患者の声に耳を傾ける
患者は身体的・感情的な状態を言葉やボディランゲージで示しています。食事や水分の摂取時間、食欲の変化など、日常のルーティンに注目しましょう。例えば、普段は食欲旺盛なのに急に食欲がない場合は、痛みや不安、孤独感が原因かもしれません。患者が安心して話せる環境を整え、信頼関係を築くことが大切です。
患者の尊厳を守る
忙しい時でも、患者を「負担」や「障害物」と感じさせてはいけません。笑顔で丁寧に日常動作を手伝い、忙しい旨を優しく伝えて協力をお願いしましょう。患者が自分のペースでできることは自らさせることで、自己肯定感が保たれます。

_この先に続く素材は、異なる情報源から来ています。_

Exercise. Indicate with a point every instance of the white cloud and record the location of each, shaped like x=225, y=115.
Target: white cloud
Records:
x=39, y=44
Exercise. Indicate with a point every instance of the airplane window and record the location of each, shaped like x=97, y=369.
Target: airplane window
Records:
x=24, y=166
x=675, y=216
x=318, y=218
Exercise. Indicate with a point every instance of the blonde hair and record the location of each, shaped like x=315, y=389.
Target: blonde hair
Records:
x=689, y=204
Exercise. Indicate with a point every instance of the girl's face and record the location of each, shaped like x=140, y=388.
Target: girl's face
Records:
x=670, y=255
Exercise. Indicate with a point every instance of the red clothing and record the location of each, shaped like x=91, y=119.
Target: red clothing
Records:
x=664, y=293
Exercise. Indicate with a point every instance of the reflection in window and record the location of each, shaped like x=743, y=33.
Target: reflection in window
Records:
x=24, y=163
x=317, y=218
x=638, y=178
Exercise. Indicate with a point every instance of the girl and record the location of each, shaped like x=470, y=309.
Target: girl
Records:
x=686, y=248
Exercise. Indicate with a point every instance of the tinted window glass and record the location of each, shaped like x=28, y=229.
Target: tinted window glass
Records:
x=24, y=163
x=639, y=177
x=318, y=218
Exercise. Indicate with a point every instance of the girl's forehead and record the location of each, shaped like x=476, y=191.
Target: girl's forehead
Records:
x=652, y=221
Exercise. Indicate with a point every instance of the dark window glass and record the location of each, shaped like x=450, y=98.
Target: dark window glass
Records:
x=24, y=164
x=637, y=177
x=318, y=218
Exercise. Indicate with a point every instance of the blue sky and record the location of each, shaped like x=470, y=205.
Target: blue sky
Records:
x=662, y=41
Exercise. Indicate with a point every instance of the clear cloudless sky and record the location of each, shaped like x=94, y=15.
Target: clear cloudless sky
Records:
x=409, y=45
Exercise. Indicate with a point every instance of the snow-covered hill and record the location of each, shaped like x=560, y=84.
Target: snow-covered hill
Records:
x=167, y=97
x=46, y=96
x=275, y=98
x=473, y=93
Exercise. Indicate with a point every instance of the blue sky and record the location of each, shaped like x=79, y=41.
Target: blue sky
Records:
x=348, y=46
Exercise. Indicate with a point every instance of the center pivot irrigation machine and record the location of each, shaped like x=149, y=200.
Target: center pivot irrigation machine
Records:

特に着替えや会陰部のケアなど、プライベートな場面では、友人と話すような穏やかな言葉掛けが重要です。患者は最も無防備な状態にあるため、信頼できる人がそばにいることが安心につながります。
患者の自立を支援する
自立度が高いほど、うつや機能低下のリスクは低くなります。たとえ動作が遅くても、患者が自分でできることはできるだけ本人にやらせましょう。自分で着替えられる患者に代わって着替えさせると、自己効力感が失われ、負担感が増します。小さなコントロールでも、依存が始まったばかりの患者にとっては大きな励みになります。